(Baseball StL) -- While everyone is marveling at the depth of the Cardinals pitching and the wonderful minor league prospects, somebody should ask why the Cardinals have 6 pitchers on the disabled list.
Time on the DL is fairly common for a team’s pitching staff during the course of a long season and only pitchers with the very best arms and the very best mechanics avoid it.
But currently, the Redbirds have Chris Carpenter, Jason Motte, Fernando Salas, Jaime Garcia, Jake Westbrook, and John Gast on the DL. That is just about an entire pitching staff; four starters, one long reliever and one closer.
Yes, it is a testament to the organization that they’ve been able to fill those spots with young arms.
But unless it is just the sudden confluence of incredibly bad luck, somebody better be exploring why six pitchers – two very young – have such significant arm problems. While certainly Chris Carpenter and Jake Westbrook have long-standing physiological issues and chronic elbow problems respectively, all 6 cannot be said to fall into that category.
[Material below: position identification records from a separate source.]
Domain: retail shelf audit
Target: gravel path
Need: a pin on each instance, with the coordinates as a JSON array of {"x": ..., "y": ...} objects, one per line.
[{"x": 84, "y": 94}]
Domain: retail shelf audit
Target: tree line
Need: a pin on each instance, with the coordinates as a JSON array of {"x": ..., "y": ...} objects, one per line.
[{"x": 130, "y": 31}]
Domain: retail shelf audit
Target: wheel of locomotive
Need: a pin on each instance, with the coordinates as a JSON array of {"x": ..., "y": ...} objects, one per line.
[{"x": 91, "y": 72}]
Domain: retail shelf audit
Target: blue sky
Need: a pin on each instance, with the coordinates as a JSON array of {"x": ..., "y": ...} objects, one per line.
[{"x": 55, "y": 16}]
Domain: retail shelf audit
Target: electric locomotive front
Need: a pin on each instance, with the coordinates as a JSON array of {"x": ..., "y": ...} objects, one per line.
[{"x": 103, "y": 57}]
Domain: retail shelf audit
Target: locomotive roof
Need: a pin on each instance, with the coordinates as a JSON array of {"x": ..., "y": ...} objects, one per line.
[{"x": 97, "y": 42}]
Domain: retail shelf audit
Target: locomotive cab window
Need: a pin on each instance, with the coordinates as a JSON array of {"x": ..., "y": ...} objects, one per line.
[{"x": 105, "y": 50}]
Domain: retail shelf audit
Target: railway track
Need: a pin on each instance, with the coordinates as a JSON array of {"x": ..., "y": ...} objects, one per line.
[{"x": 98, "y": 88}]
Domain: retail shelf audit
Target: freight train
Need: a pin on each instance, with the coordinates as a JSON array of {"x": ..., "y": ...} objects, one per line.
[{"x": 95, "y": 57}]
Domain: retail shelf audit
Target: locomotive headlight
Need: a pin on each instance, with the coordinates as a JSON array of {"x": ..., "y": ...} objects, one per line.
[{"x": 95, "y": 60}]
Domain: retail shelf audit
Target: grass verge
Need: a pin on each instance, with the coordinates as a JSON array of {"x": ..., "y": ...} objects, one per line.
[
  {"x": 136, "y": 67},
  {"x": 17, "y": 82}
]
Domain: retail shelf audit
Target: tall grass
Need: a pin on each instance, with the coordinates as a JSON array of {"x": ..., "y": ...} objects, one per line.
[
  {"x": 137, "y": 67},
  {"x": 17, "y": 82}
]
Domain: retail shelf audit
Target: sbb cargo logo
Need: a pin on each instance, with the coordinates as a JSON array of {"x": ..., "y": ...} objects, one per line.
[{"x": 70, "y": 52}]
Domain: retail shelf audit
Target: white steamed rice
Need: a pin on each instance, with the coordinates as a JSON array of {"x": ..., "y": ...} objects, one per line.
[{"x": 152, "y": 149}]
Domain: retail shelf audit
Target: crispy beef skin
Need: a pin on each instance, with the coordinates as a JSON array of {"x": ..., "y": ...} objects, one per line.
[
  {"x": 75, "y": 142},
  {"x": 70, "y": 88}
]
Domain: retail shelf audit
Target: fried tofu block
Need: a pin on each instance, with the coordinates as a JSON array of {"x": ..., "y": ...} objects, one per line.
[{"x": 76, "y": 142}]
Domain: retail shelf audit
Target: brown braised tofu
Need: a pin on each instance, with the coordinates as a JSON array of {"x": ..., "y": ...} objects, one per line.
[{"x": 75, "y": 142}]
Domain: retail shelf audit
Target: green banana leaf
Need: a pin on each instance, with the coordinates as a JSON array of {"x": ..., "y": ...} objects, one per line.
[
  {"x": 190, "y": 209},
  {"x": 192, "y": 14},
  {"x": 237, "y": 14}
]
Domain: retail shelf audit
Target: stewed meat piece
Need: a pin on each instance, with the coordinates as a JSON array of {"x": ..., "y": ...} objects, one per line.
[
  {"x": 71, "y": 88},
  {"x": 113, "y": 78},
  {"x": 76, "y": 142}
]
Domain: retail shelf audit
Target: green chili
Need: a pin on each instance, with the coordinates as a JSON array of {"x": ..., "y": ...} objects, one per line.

One culprit could be mechanics, some flaw in their delivery that stresses a portion of their body. Many young pitchers have had shortened careers because of poor mechanics. (The Cubs’ Mark Pryor comes to mind.) It is possible but somewhat doubtful that all 6 were taught and fully utilized whatever flawed mechanics is causing all these arm issues.
The second possibility and one that has more credence than mechanics is a certain pitch that is stressing elbows and shoulders. For example, a slider is a notoriously damaging pitch on elbows and shoulders and many organizations discourage its use. While announcers call all breaking balls “sliders,” a true slider is thrown with the velocity of a fastball and with significant pressure on one finger, which causes the ball to dart away, often on the same plane as a fastball.
A curveball is thrown with less speed and if thrown correctly, is easier on the stress points. Most teams, the Cardinals included, have gone away from sliders in favor of an off-speed pitch, usually the circle change, that is very effective if properly thrown and creates no additional arm stress.
If the Cardinals are comfortable with their pitchers’ mechanics and if no particularly stressful pitch is being taught in their system, then the next possibility is in training and conditioning. Is there anything they are doing in strength and conditioning sessions that is causing strain or imbalance? Pitchers condition year around under strict guidelines and often, under supervision. Is there any exercise, weight training, warm-up activity, throwing regimen or other off the field activity that could be causing these injuries?
If all three of the above are ruled out, then the search for a common cause moves to something fairly obscure, like the shoes they wear or the soil composition of the mounds they throw off.
Don’t laugh. Shoes are a major issue for an athlete and the wrong fit, the wrong arch support, the lack of cushioning, etc. can, over time, create issues that alter delivery. Soil composition is a long shot since everyone pretty much uses the same mix but an uneven mound height or landing area in the bullpen or practice facility can have significant impact over the course of hundreds of pitches.
The other thing the Cardinals should examine closely is their medical staff. Easy to point fingers, but clearly at the end of 2012, Carpenter was not himself and his condition worsened over the winter. Immediate attention might have avoided the long shot comeback. Rafael Furcal was prescribed rest and rehabilitation, as was Garcia, when both had suffered significant injuries that could only be repaired through surgery.
That’s a lot of money, talent and playing time wasted through what can charitably be described as questionable medical advice.